A new U.S. law that requires oil, gas and mining companies to report publicly their payments to third world governments is the most positive news the poorer parts of the world have had in many years. The requirement to Publish What You Pay will give independent radio stations and human rights organizations across Africa, the Middle East, Latin America and Asia more facts to expose the billions of dollars that oil giants like ExxonMobil and Chevron pay their governments. Here is my account in The Nation about this important step forward.
Regular visitors to this site may be interested to learn that the neo-conservative Paul Wolfowitz makes a guest appearance in the article — not as the manipulator who helped the Bush administration lie its way into the catastrophic invasion of Iraq, but in his next incarnation, as (briefly) president of the World Bank, where an African oil dictator played him for a complete sucker.

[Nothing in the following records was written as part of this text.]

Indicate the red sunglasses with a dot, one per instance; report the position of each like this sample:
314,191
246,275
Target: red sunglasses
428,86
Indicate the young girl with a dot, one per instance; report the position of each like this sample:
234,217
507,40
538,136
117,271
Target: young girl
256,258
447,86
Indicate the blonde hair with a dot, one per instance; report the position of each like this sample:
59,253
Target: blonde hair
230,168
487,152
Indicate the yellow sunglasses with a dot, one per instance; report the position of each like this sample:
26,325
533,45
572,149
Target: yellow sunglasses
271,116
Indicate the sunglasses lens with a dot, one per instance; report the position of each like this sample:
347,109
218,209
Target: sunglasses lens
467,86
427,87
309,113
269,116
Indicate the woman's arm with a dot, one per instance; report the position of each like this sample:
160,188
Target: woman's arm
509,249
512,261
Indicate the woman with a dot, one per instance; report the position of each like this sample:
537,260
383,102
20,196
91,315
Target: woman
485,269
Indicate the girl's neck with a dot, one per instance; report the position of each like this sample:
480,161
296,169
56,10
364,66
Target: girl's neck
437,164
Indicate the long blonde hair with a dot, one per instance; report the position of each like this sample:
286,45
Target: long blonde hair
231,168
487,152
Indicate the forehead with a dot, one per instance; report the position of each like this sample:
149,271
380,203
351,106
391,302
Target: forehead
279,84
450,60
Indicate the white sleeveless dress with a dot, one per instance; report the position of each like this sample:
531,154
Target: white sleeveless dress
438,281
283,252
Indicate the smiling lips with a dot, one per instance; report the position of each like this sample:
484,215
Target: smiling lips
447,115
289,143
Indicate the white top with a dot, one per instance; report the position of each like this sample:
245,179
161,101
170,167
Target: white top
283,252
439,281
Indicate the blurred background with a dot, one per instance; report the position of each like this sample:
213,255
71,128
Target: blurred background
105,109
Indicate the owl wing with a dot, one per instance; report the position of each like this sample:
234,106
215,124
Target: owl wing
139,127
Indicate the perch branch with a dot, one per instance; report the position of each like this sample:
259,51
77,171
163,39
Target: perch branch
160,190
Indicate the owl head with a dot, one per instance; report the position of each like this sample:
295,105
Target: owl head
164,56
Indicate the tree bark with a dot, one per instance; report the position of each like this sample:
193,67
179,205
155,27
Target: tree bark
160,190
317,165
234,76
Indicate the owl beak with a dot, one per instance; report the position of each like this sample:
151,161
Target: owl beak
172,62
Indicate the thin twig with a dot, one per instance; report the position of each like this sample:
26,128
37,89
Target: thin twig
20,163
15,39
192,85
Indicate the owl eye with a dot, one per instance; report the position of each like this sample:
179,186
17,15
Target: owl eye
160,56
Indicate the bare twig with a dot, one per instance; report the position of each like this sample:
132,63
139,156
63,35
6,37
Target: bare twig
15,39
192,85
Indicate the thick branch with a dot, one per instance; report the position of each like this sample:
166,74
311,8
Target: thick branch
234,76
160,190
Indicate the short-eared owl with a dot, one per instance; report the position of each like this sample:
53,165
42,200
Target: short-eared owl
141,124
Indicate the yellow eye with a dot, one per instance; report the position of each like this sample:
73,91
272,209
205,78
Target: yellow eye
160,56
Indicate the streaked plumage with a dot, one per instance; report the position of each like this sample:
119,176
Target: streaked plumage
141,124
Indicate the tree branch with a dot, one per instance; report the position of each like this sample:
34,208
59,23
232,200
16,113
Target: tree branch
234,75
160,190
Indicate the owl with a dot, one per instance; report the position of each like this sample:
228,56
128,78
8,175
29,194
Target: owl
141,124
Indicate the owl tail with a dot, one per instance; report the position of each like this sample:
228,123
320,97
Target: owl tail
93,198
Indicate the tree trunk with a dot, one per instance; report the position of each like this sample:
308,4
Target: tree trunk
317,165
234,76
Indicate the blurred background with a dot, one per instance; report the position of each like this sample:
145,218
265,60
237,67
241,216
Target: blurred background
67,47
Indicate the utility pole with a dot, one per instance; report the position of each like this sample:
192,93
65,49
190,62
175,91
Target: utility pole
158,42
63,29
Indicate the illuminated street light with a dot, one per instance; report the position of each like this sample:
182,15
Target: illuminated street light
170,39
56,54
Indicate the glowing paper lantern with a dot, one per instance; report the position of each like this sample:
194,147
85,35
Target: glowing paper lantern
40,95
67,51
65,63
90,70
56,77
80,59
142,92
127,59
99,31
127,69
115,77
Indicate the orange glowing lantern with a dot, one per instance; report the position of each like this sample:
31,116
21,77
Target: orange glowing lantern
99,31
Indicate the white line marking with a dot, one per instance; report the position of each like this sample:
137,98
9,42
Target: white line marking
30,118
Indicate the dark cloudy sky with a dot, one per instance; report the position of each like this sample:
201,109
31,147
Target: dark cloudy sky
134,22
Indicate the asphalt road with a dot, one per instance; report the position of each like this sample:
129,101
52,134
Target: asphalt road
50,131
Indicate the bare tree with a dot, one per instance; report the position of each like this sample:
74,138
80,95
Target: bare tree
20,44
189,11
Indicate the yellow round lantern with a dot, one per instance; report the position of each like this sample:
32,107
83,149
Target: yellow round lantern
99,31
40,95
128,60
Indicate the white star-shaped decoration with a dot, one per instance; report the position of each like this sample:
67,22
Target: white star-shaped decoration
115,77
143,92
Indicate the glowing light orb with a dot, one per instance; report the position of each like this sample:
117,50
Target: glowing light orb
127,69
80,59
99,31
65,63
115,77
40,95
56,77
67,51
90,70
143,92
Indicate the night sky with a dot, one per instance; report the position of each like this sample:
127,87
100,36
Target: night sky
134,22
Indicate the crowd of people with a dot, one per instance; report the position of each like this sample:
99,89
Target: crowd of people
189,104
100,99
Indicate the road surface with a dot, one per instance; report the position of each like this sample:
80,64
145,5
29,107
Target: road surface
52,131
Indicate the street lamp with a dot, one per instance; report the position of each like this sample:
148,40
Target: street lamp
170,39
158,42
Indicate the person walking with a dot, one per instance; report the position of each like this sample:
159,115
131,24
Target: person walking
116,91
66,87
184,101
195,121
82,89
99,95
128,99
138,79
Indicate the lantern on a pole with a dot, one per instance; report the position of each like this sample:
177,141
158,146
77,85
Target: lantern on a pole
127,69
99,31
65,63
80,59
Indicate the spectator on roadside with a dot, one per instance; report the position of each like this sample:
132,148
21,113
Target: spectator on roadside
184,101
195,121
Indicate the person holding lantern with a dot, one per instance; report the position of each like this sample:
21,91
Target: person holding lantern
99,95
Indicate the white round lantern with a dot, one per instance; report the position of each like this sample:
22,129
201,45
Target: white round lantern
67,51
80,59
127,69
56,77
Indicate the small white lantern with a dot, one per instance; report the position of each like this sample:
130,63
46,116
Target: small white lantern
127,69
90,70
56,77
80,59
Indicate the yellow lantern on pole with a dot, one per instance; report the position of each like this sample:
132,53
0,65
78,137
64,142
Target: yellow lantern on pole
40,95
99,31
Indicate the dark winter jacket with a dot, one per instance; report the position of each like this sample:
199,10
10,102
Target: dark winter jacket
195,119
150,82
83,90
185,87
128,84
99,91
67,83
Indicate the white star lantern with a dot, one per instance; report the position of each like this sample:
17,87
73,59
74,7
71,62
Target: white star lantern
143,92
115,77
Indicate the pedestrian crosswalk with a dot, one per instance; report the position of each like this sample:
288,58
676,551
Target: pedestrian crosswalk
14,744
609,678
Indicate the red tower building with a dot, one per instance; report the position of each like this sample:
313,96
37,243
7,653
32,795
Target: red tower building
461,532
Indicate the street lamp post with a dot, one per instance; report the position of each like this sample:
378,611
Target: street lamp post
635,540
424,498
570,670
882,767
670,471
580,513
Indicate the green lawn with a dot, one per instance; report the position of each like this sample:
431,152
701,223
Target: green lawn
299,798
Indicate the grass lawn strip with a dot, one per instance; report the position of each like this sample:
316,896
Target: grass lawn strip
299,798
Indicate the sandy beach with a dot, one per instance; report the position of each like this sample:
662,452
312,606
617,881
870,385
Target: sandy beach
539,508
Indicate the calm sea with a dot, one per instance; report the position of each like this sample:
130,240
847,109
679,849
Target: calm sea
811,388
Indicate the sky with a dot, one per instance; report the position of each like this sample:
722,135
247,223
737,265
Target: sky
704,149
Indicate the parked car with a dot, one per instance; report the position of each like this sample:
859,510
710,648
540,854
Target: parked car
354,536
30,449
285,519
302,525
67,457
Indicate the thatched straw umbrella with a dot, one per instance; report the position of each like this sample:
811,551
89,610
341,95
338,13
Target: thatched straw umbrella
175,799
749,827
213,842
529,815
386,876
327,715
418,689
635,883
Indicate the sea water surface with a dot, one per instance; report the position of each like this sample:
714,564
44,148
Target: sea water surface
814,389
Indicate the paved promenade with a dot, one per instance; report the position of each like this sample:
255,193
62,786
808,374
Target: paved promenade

jeeze louise james, you could have blockquoted a tad of your excellent article for us, just for the hoot of it.
james, i was pleasantly surprised to hear this news, and wonder 1. why does the law only apply to energy and mining companies; and 2. how does this fit into the foreign corrupt practices act scheme and the OECD convention on combating bribery of foreign public officials … etc. etc. (i thought that companies that were subject to the FCPA and OECD convention, of which the US is a signatory, already had to maintain accountings and implement protocols for reporting their expenditures in foreign countries.)
Marc: Excellent questions, both. 1) I’m not sure of the answer, but I suspect political realities are the explanation. It was hard enough to pass legislation for oil and mining companies, without stirring up opposition from even more global businesses.
2) Big oil and the mining companies are good at disguising what are in fact “bribes.” If they pay for the schooling of the president’s family members, or hire his brother’s security company to protect their installations, these may look like genuine payments.
The new law does not outlaw these payments; it simply requires the companies to make them public, with the unstated hope that social movements in both the countries affected and in the West will then apply public pressure. As I point out in the Nation article, the New York Times occasionally writes about corruption in Equatorial Guinea, somehow without even mentioning Exxon.
It’s just a US law, so a lot of big companies will not be affected, but it is an excellent start.
More companies than one might think are affected. The law covers companies listed on U.S. stock exchanges, so it also includes BP, BHP Billiton and many others that may seem “non-American” — some 1100 in all.
So if (e.g.) BHP refuses to say what bribes they paid, they get excluded from US stock exchanges? That is quite a severe sanction.